The Malawi Diffusion and Ideational Change Project 2004-06: Data Collection, Data Quality, and Analysis of Attrition
Anglewicz, Philip, Adams, Jimi, Obare, Francis, Kohler, Hans-Peter, Watkins, Susan, Demographic Research
In this paper we evaluate the quality of survey data collected by the Malawi Diffusion and Ideational Change Project by investigating four potential sources of bias: sample representativeness, interviewer effects, response unreliability, and sample attrition. We discuss the results of our analysis and implications of our findings for the collection of data in similar contexts.

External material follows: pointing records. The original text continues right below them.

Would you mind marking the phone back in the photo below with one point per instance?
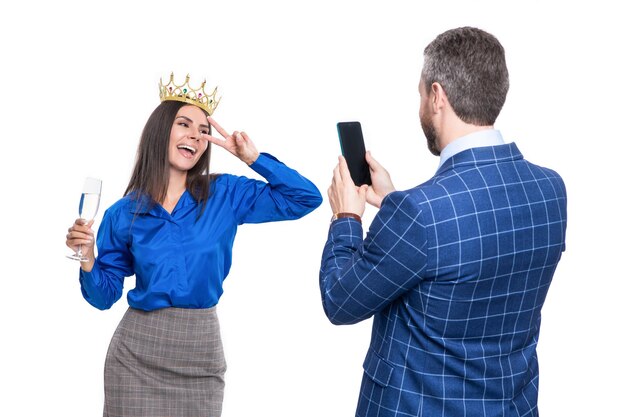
(353, 149)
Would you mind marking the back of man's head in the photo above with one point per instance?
(469, 64)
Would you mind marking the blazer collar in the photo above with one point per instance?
(481, 156)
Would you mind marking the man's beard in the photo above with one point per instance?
(431, 135)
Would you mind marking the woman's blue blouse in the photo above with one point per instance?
(178, 259)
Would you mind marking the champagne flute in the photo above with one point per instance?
(87, 209)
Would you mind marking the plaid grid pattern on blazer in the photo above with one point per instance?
(455, 272)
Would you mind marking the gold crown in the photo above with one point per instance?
(184, 92)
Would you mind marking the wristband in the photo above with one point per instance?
(345, 215)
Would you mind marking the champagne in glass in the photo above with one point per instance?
(87, 209)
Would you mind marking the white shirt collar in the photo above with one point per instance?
(489, 137)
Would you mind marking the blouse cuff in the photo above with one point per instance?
(265, 164)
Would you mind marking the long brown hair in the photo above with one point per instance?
(151, 173)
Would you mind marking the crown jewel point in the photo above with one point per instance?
(187, 94)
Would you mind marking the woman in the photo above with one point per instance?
(174, 230)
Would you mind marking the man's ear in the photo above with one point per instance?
(438, 98)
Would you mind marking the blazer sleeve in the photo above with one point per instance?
(360, 278)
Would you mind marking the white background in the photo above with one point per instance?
(79, 81)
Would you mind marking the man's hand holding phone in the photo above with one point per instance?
(344, 196)
(381, 182)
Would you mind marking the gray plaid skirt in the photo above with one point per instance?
(167, 362)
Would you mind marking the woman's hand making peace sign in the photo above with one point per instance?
(237, 143)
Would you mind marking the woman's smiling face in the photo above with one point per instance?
(186, 143)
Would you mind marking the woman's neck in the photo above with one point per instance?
(175, 188)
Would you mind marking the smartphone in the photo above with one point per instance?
(353, 149)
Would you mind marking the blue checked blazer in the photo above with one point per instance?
(455, 272)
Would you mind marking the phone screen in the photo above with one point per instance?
(353, 149)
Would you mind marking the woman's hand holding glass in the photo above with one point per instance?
(81, 236)
(237, 143)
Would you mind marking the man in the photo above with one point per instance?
(455, 271)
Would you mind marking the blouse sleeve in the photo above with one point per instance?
(102, 287)
(287, 195)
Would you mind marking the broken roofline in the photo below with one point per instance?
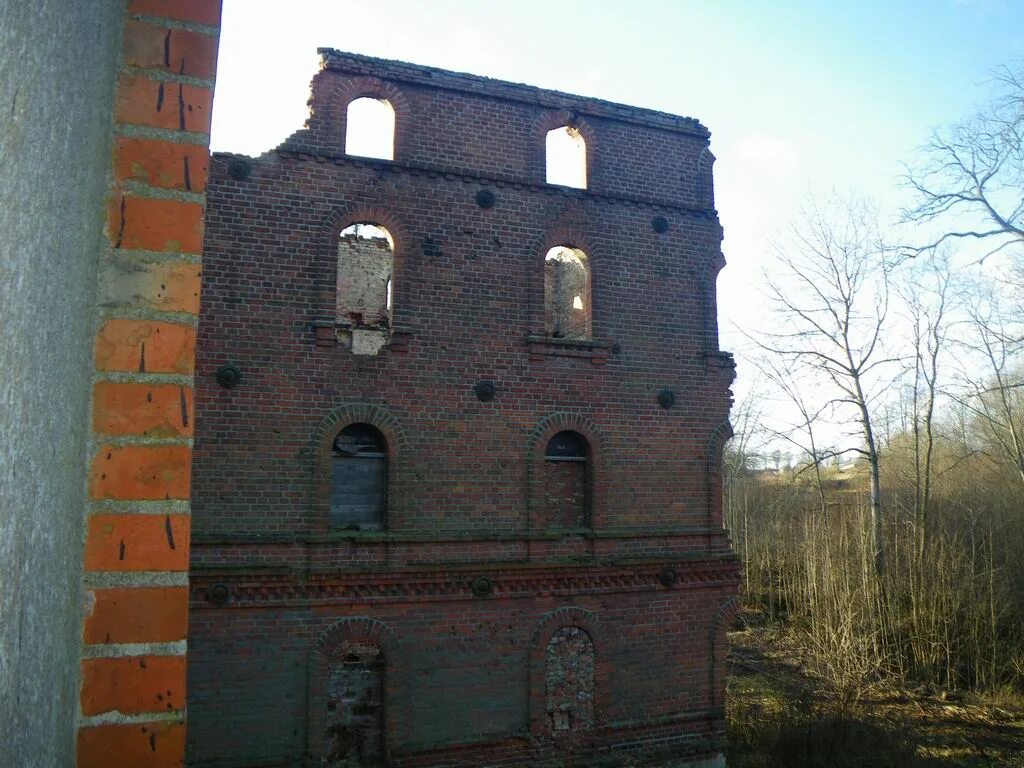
(434, 77)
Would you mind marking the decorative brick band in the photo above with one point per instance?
(249, 589)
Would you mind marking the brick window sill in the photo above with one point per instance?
(597, 350)
(326, 335)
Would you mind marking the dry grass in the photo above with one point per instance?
(780, 715)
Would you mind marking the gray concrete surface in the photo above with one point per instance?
(57, 59)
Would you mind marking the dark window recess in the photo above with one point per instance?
(566, 294)
(566, 481)
(354, 734)
(569, 681)
(358, 479)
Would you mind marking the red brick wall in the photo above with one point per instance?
(136, 548)
(467, 477)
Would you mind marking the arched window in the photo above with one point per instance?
(566, 480)
(354, 724)
(366, 263)
(565, 153)
(566, 293)
(568, 683)
(370, 128)
(358, 478)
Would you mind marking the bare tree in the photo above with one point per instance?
(926, 293)
(830, 291)
(973, 173)
(995, 397)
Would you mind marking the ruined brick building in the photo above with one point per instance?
(457, 491)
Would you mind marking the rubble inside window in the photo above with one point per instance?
(365, 288)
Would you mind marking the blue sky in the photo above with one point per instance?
(800, 96)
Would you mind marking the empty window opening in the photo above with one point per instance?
(370, 128)
(566, 480)
(569, 681)
(566, 155)
(566, 293)
(354, 732)
(358, 479)
(365, 287)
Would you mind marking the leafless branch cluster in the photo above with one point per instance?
(974, 171)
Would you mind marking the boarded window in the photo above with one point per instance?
(566, 481)
(566, 293)
(354, 733)
(370, 128)
(358, 478)
(569, 681)
(565, 153)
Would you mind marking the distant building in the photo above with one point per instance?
(457, 478)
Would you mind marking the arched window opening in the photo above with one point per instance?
(566, 293)
(566, 480)
(354, 729)
(365, 289)
(565, 152)
(358, 479)
(569, 681)
(370, 128)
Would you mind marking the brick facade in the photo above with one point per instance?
(132, 698)
(502, 587)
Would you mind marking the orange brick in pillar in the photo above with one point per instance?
(163, 165)
(125, 542)
(133, 684)
(145, 346)
(147, 745)
(132, 702)
(146, 410)
(137, 614)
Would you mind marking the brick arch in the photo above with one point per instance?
(713, 470)
(562, 235)
(364, 629)
(549, 120)
(706, 185)
(547, 428)
(330, 646)
(339, 418)
(332, 226)
(330, 109)
(709, 298)
(549, 624)
(718, 649)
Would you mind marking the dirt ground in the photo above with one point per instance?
(780, 715)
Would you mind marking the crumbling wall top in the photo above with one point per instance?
(353, 64)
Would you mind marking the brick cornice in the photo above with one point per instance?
(255, 588)
(293, 150)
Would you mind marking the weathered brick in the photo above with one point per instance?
(163, 164)
(610, 571)
(170, 49)
(140, 614)
(142, 284)
(156, 744)
(200, 11)
(131, 472)
(136, 543)
(145, 346)
(163, 103)
(133, 685)
(147, 410)
(155, 224)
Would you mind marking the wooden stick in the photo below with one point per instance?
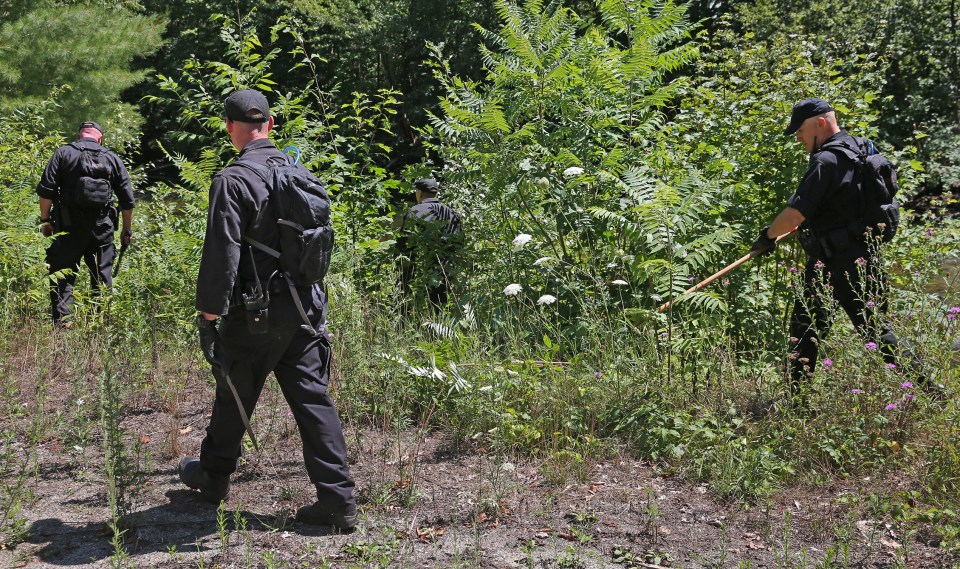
(720, 273)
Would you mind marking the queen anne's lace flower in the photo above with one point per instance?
(512, 289)
(521, 240)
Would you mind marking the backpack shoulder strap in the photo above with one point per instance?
(843, 147)
(258, 169)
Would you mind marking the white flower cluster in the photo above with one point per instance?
(520, 241)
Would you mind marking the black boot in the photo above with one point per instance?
(213, 488)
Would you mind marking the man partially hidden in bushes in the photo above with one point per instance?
(843, 258)
(431, 239)
(269, 322)
(76, 201)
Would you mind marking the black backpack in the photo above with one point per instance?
(302, 207)
(880, 211)
(93, 190)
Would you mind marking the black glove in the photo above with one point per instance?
(764, 244)
(207, 330)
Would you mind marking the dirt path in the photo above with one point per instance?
(427, 503)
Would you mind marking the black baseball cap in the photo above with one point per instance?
(90, 124)
(427, 185)
(247, 105)
(804, 110)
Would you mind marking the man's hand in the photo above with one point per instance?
(207, 330)
(764, 244)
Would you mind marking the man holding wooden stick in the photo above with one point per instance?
(828, 211)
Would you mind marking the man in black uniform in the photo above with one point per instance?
(431, 237)
(76, 200)
(828, 209)
(229, 269)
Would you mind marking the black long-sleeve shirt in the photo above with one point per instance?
(63, 173)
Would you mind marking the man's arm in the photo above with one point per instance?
(786, 221)
(221, 248)
(124, 192)
(46, 225)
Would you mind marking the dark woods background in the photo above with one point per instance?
(101, 59)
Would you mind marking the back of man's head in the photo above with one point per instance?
(428, 186)
(90, 129)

Empirical analysis in demographic publications typically involves hypothesis testing about the determinants and correlates of demographically relevant outcomes. Although high-quality data are essential for these analyses, published articles rarely address important characteristics of the data, such as interviewer effects or, in longitudinal data, the implications of attrition for the results. This paper examines the data quality of the Malawi Diffusion and Ideational Change Project (MDICP), a data set that is widely used for analysis of social networks, HIV/AIDS and family planning in sub-Saharan Africa. We investigate several sources of potential bias in a longitudinal dataset: sample representativeness, interviewer effects, response unreliability, and sample attrition.
The analysis in this paper builds on an earlier evaluation conducted by Bignami et al. (2003). We extend this previous research for several reasons. First, as the MDICP has completed three additional waves since 2003 and now encompasses five waves of data collection (1998, 2001, 2004, 2006, and 2008), some aspects of data quality have become more important. For instance, potential attrition biases may have increased as attrition of the initial cohorts has accumulated across each survey wave, or the addition of new samples of respondents - most importantly a new adolescent sample in 2004 - may have changed the sample properties and representativeness of the survey. To address these issues, we conduct a series of data quality analyses for the MDICP data, including comparisons of the data with the Malawi Demographic and Health Surveys (MDHS) and analyses of interviewer effects, response reliability, and sample attrition. The analyses for this paper are similar to those of Bignami et al. (2003), thus permitting a comparison of data quality issues within the first four waves of the project. We do not include the 2008 data, since they are not yet fully ready for analysis.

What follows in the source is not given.